As early as 1921, the firm has their own private branch telephone exchange installed, connected to the Loughborough public exchange, consisting of two external lines (Loughborough 691 and 692) and five internal lines. This was long before deregulation, which meant that the Post Office Telegrams Contracts Department at No. 150, London Road Leicester were responsible for approving installation but were also responsible for installing all the internal wiring. The annual rental, payable quarterly, for these two external lines amounted £14; whilst the annual rental of five internal lines should have £15 (£11 5s. for the extensions and £3 15s. for the additional wiring), although the firm were only charged £12. Interestingly it was not one of the firm’s directors who signed the contract but John Henry Frederick Cunningham, the firm’s costing clerk (See Chapter 6).

The firm first had a single external telephone line (Telephone No: Loughborough 6) installed around 1896; by 1912, this number had changed to Loughborough 596. Despite having a telephone for over twenty years the firm rarely, if ever, used it in advertising material, preferring to be contacted by post. However, when the exchange was installed they starting incorporating the two numbers in to their adverts. By the early 1930s they were only advertising one number – 691.

Post Office Telephones Letter regarding new exchange

In September 1935, Post Office Telephones wrote to the firm informing them of the preparations that were underway regarding the new automated telephone exchange being installed in the town[1]. The letter also confirmed that they would replace the firms’ existing telephone installation with one that was compatible with the new exchange. The implementation of the new automated exchange meant adopting a four-figure numbering system, changing the firm’s number from 691 to 2691. These new numbers were made available well in advance of cutting over to the new exchange, by programming all those exchanges with direct links with the existing Loughborough exchange, to be able to transfer the old three-digit number to the new number[2]. The new exchange also allowed hunting groups to be set-up, for those with two or more lines. One of the major advantages of the new system was that all local calls could be dialled directly by entering a two-digit prefix, instead of having to go through the operator, e.g. 55 for Quorn; 64 for Hathern; 54 for Ashbourne, Castle Donington, Derby, Matlock, Melbourne and Mickleover. Such was the planning by the Post Office, that not only did they visit every subscriber to explain the new system; they installed a miniature model of the new exchange in the Post Office. This was made available to the public daily, between the hours of 9 a.m. and 7:30 p.m., showing a step by step explanation of how to make calls with the new system, including understanding the meaning of the new tones, etc.[3]. The switchover took place without incident on 6th June 1936, taking only a couple of minutes to complete. At the time, Loughborough had about 800 telephone lines, making about 5,000 calls per day and was one of the first towns (as opposed to cities) in the country to install the new exchange[4].

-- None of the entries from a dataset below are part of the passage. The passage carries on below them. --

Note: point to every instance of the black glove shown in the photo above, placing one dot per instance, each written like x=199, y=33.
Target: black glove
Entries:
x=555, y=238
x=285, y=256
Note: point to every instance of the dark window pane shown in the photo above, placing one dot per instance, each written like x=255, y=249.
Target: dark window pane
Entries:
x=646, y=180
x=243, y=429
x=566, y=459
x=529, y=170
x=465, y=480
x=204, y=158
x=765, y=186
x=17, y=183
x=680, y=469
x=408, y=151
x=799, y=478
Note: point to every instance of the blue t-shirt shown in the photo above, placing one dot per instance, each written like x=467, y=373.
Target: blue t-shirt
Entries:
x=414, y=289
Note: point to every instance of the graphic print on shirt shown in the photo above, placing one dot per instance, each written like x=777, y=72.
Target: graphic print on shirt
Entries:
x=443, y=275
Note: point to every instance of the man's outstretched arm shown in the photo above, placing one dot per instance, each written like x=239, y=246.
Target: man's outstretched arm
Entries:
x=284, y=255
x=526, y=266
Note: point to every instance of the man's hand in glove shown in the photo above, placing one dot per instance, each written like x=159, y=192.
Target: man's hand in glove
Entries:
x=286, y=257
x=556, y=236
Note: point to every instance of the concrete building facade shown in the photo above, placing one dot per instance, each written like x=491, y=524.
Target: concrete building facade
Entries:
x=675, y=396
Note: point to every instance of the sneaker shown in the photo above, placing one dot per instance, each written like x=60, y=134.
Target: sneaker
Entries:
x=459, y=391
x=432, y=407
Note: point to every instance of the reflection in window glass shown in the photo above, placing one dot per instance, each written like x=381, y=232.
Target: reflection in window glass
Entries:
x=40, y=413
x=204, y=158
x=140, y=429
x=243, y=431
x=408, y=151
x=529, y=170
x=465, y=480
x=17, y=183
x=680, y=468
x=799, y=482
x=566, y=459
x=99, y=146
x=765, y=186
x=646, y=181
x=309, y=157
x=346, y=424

It is difficult to understand how important the telephone was to the firm at the time. Their accounts[5] for the period, which combined postage, telegrams and telephone into a single figure, shows a steady year on year increase from 1931 (£139 6s. 3d.) to a peak in 1936 (£189 9s. 5d.) before declining upto 1939 (£142 2s. 1d.).


References:

  1. Private Records.
  2. The Loughborough Echo, 6th December 1935.
  3. The Loughborough Echo, 15th May 1935.
  4. The Loughborough Echo, 12th June 1935.
  5. Leicestershire Record Office ref: DE2121/08.